Stock markets blocking the PIPE
The number of investments by private equity funds in publicly traded shares has fallen significantly in the past two years as the stock market has detached from measures of GDP, according to figures from unquote” data.
Analysis of private investments in public equities – otherwise known as PIPEs – shows the practice boomed during the height of the recession in 2009, but has eased off following unusual trends in global stock exchanges. As the graph above shows, the number of share investments by private equity funds reached 35 in 2009, a time of extremely difficult deal-doing.
However, the trend is clearly linked to stock market performance, with the FTSE All Share reaching a trough at just 1,789 in March of that year. The same was seen elsewhere, with the CAC 40 falling to 2,534, while the NASDAQ plunged to 1,064.
There were a number of factors driving this development. Firstly, a lack of leverage was making it difficult to acquire whole companies through buyouts. With large amounts of capital to deploy from funds raised immediately prior to the crash, it made sense for many to start putting their cash to work on stock markets as primary exclusive deals proved elusive.

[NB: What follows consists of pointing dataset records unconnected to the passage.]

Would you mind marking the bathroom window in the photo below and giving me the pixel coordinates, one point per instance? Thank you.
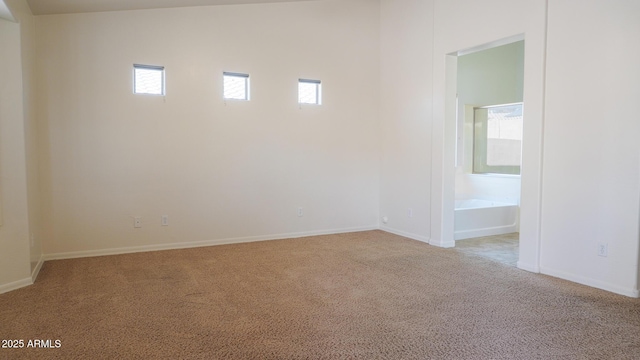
(309, 91)
(236, 86)
(148, 79)
(497, 139)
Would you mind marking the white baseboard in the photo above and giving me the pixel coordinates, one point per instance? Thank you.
(528, 267)
(405, 234)
(631, 292)
(15, 285)
(443, 244)
(36, 270)
(193, 244)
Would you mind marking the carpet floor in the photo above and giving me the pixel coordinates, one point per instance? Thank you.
(366, 295)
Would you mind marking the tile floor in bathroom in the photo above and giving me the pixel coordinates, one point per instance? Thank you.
(501, 248)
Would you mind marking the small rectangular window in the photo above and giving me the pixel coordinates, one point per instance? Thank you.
(309, 91)
(148, 79)
(497, 139)
(236, 86)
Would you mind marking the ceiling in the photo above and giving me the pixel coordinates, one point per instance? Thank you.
(46, 7)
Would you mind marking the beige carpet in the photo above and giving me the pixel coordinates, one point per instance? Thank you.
(368, 295)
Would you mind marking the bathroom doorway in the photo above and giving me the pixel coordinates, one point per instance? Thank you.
(488, 150)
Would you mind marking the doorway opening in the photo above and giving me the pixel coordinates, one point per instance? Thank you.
(488, 150)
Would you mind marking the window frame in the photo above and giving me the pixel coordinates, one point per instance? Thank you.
(318, 87)
(159, 68)
(246, 85)
(479, 164)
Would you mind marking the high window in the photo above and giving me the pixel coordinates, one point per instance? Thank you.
(497, 139)
(148, 79)
(309, 91)
(236, 86)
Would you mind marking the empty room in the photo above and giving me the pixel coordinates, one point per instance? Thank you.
(319, 179)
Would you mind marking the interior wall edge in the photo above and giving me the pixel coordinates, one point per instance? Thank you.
(195, 244)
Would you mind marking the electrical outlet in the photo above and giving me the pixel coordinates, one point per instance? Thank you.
(603, 249)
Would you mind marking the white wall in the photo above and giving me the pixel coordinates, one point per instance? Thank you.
(406, 45)
(592, 172)
(14, 229)
(220, 171)
(23, 15)
(488, 77)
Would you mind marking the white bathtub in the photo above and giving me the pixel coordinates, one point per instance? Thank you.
(475, 218)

Secondly, with stock markets sharply down and many stocks potentially undervalued, private equity funds were able to pick up significant stakes in listed firms at huge discounts. Fund managers will have been hoping to make a decent return from the cash put to work, as well as potentially gaining a foothold for future take-private deals.

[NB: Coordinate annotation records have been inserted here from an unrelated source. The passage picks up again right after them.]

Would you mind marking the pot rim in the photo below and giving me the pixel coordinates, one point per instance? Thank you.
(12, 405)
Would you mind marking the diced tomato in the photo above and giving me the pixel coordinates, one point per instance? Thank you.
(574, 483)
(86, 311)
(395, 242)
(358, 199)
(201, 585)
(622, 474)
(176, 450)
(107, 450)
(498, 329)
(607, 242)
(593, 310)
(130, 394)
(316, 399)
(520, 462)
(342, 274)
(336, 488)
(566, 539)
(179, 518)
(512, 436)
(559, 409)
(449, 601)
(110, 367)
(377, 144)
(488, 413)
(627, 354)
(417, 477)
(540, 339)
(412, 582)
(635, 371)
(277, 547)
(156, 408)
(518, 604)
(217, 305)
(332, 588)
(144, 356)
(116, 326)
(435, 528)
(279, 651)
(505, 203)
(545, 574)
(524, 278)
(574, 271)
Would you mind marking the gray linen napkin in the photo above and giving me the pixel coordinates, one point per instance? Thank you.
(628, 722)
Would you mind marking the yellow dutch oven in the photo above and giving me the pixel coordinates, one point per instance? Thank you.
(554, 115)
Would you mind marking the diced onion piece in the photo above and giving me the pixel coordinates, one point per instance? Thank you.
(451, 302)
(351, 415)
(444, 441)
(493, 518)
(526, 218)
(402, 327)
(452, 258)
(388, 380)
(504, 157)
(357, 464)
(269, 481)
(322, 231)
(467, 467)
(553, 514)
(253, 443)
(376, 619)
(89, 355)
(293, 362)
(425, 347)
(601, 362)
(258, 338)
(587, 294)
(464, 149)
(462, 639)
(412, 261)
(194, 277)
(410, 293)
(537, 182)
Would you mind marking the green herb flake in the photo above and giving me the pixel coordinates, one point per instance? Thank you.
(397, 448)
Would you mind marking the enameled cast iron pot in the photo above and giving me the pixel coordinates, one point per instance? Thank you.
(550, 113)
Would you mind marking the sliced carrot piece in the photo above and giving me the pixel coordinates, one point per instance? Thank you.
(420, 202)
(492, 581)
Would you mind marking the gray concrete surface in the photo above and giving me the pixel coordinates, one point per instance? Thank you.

As the stock market recovered following 2009, PIPE deals have tailed off, but the economy remains depressed, and as such there have been few significant take-privates as firms continue to struggle to raise the sort of financing needed to take major listed companies off the market.

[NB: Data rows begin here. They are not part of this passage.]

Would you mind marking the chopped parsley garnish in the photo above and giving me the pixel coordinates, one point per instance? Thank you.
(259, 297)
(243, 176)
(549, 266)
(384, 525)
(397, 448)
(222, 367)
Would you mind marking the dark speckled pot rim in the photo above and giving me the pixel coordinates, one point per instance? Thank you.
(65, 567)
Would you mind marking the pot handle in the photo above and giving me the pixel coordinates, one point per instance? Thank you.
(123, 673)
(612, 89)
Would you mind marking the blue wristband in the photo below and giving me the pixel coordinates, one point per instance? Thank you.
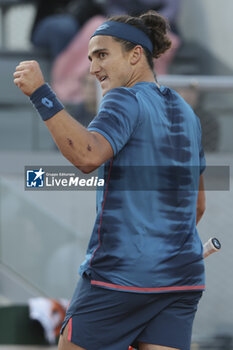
(45, 101)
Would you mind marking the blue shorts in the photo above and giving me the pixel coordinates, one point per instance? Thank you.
(102, 319)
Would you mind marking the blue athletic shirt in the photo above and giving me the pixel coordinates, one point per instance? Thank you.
(145, 238)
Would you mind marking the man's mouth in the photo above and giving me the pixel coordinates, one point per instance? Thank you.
(103, 78)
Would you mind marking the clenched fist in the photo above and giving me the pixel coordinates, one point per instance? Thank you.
(28, 77)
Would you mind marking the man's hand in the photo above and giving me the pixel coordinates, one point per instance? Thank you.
(28, 77)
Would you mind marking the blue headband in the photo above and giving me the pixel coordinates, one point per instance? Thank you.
(126, 32)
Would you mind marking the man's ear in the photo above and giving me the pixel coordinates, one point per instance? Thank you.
(136, 54)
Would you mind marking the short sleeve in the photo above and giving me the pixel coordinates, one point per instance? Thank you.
(117, 117)
(201, 151)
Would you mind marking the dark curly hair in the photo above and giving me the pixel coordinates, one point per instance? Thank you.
(155, 26)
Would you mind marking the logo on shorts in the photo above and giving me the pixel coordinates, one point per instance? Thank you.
(46, 102)
(35, 178)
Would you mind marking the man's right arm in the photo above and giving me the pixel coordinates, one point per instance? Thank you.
(87, 150)
(200, 200)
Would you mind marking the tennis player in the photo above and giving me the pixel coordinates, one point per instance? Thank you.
(143, 274)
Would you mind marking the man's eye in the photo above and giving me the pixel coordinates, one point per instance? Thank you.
(102, 54)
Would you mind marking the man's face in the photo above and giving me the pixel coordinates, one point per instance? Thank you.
(109, 63)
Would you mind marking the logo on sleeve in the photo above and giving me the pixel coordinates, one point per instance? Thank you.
(46, 102)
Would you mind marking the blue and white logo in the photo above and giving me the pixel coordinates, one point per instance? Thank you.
(46, 102)
(102, 27)
(35, 178)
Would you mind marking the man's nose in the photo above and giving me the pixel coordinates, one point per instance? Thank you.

It would seem the stock market has decoupled from the real economy. Today the FTSE All Share is at 3,010, the CAC 40 has reached 3,489 and the NASDAQ stands at 2,788. Those major listed corporates that hoarded cash during the initial recession and have survived are now paying this capital out to their shareholders as dividends. This is driving up the value of shares even while the world slips back into recession.
This does not bode well for private equity. While normally a recession might provide opportunities to pick up undervalued listed firms at bargain prices, the growing disparity in listed stock performance and real economy means this route can no longer be relied upon in an environment where good deals are becoming increasingly hard to come by.